Marek Snowarski napisał:
"wiesz, o ile wpływ księżyca na rośliny ogrodowe jest żaden
to wzajemny wpływ różnych gatunków roślin na siebie może być istotny..."
No Marku, gratuluję ci takiego kolosalnego ośmieszenia. Znasz zapewne fizyczny fakt wpływu pola magnetycznego Księżyca na działanie pływów wód powierzchniowych? Zgodzisz się zapewne, że są przypływy i odpływy wody w morzu, prawda? Poszerzając twoje myślenie wejdź w ciało człowieka i rośliny. Co widzisz jako podstawę ich życia w materii? Widzisz wodę? Brawo. A zastanawiałeś się ty czasem, że ten nasz Księżyc może mieć także magnetyczny wpływ na wodę w tobie i roślinach, którymi się zajmujesz? Bo ma zawsze i w każdej chwili. Wpływa na każdą kropelkę wody głęboko pod powierzchnią Ziemi.
Zauważyłeś może, że podlewając rośliny żyjące w ziemi, raz woda stoi całymi minutami jakby nie miała gdzie wsiąknąć, innym razem wsiąka łagodnie i spokojnie a innego dnia przelatuje pozostawiając ziemię suchą. W takim przypadku podlewając roślinę w doniczce, woda przeleci przez otwór w dnie.

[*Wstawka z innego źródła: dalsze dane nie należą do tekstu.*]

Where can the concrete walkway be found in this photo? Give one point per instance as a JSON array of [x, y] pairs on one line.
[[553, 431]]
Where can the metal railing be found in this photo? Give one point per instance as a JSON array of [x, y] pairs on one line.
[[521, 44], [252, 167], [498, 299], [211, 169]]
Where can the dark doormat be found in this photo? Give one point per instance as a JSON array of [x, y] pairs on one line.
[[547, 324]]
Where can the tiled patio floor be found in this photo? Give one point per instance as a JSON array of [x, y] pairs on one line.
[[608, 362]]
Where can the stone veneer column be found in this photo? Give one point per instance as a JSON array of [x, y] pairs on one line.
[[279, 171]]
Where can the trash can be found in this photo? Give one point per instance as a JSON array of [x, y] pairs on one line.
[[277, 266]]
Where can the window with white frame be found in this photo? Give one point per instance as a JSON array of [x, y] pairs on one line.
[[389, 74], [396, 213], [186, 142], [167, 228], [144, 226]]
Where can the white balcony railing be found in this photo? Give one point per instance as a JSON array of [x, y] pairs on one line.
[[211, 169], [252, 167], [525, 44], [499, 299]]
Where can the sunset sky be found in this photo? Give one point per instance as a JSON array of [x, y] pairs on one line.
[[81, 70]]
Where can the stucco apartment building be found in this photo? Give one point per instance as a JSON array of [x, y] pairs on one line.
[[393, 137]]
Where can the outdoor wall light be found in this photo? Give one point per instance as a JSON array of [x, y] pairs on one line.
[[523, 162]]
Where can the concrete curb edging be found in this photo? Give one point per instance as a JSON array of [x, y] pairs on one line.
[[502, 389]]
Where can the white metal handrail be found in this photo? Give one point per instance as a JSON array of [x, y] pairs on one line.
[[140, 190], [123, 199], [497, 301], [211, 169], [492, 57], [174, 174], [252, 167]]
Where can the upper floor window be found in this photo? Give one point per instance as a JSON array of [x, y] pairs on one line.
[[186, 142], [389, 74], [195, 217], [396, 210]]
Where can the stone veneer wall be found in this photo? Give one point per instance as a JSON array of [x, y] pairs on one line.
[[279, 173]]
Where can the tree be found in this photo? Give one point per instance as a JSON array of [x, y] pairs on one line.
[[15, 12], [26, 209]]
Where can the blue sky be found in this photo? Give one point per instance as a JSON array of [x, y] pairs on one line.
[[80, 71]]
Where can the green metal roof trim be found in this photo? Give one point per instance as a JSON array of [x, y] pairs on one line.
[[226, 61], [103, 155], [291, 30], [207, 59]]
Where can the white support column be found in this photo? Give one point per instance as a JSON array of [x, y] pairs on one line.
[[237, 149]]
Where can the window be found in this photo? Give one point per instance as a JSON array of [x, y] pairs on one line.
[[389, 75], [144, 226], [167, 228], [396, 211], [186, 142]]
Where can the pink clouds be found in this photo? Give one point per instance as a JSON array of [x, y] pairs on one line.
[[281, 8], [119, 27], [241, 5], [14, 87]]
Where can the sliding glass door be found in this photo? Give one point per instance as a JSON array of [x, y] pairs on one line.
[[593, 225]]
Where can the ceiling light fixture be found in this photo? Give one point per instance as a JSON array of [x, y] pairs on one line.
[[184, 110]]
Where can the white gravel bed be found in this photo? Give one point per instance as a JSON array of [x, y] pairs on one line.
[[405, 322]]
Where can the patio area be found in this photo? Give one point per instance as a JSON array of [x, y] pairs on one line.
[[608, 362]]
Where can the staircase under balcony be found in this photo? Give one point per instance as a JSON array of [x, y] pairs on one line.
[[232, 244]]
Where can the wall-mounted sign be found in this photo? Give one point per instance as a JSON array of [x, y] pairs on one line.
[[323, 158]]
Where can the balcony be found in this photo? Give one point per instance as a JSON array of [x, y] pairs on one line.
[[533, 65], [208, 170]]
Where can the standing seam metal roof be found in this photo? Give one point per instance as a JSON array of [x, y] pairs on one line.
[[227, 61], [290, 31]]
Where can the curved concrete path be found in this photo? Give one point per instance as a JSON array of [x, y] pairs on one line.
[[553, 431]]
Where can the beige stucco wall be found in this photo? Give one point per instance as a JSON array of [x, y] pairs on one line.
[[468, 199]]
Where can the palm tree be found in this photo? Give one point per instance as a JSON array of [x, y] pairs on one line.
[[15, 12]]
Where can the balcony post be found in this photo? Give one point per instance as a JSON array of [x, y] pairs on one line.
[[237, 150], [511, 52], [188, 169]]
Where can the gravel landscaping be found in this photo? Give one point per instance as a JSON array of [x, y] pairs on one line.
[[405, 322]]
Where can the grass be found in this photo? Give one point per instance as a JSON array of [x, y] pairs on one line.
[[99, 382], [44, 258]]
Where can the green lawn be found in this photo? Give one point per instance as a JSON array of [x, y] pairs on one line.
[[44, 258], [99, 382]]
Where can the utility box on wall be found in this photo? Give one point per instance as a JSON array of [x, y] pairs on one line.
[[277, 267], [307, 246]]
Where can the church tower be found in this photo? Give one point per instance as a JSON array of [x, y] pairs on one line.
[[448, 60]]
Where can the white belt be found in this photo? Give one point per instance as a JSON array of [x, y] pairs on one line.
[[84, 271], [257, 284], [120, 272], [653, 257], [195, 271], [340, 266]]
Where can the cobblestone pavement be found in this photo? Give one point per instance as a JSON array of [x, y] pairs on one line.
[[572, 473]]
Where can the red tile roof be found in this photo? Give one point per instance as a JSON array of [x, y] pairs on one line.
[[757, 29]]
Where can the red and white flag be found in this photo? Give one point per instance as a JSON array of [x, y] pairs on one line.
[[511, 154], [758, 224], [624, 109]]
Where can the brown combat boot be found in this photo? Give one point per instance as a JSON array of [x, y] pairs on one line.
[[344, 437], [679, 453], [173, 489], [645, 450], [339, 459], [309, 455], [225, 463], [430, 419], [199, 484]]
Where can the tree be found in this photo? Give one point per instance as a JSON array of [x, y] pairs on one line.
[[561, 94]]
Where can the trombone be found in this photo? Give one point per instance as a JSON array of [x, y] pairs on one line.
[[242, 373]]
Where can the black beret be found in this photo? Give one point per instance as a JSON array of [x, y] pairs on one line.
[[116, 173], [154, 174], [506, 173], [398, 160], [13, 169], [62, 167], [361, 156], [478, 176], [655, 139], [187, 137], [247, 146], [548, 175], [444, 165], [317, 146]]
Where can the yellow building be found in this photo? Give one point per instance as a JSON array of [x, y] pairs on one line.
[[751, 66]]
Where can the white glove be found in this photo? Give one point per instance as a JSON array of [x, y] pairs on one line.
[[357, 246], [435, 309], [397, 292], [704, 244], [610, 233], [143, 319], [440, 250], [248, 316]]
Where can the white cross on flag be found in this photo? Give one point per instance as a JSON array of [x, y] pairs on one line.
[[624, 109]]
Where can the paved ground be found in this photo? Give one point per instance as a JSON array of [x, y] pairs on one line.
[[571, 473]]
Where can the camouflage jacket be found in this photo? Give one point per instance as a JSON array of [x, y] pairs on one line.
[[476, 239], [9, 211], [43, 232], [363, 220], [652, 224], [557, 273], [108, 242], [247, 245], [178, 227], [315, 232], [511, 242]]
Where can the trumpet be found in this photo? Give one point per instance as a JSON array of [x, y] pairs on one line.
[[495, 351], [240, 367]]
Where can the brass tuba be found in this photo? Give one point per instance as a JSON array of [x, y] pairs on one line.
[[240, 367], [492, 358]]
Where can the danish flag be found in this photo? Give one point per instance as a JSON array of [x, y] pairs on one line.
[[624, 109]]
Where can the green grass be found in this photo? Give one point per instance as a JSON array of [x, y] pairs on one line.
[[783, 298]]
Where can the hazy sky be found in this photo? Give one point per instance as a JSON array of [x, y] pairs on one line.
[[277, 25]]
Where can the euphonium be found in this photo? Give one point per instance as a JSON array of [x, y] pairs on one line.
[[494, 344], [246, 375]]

Czemu tak jest? Otóż pole magnetyczne Księżyca wpływa również na pola magnetyczne każdej struktury, w tym i na elektomagnetyczno/chemiczne wiązania cząsteczek składających się na podlewaną ziemię.
Ta zasada dotyczy również wzajemnego oddziaływania na siebie swoimi biopolami poszczególnych gatunków roślin. Każdy gatunek wysyła w przestrzeń wokół siebie falę o określonej częstotliwości.
Tutaj nieco zejdę z botaniki. Otóż wiadomym jest, że wibracją np: dźwięku można zdezorientować, ogłupić, rozchorować lub/i zabić człowieka. Oczywiście potrzebna jest odpowiednia częstotliwość fali, której organizm ludzki nie zniesie, bo np: komórki zaczną pękać, albo DNA zacznie się rozkawałkowywać. Dla niektórych to sci fi, ale nie dla tych, którzy ustanawiają prawa i decydują jaka wiedza i jakie technologie nam, szarej masie, udostępnią, a gwarantuję wam, że (tak zwani) ONI taką wiedzę posiadają.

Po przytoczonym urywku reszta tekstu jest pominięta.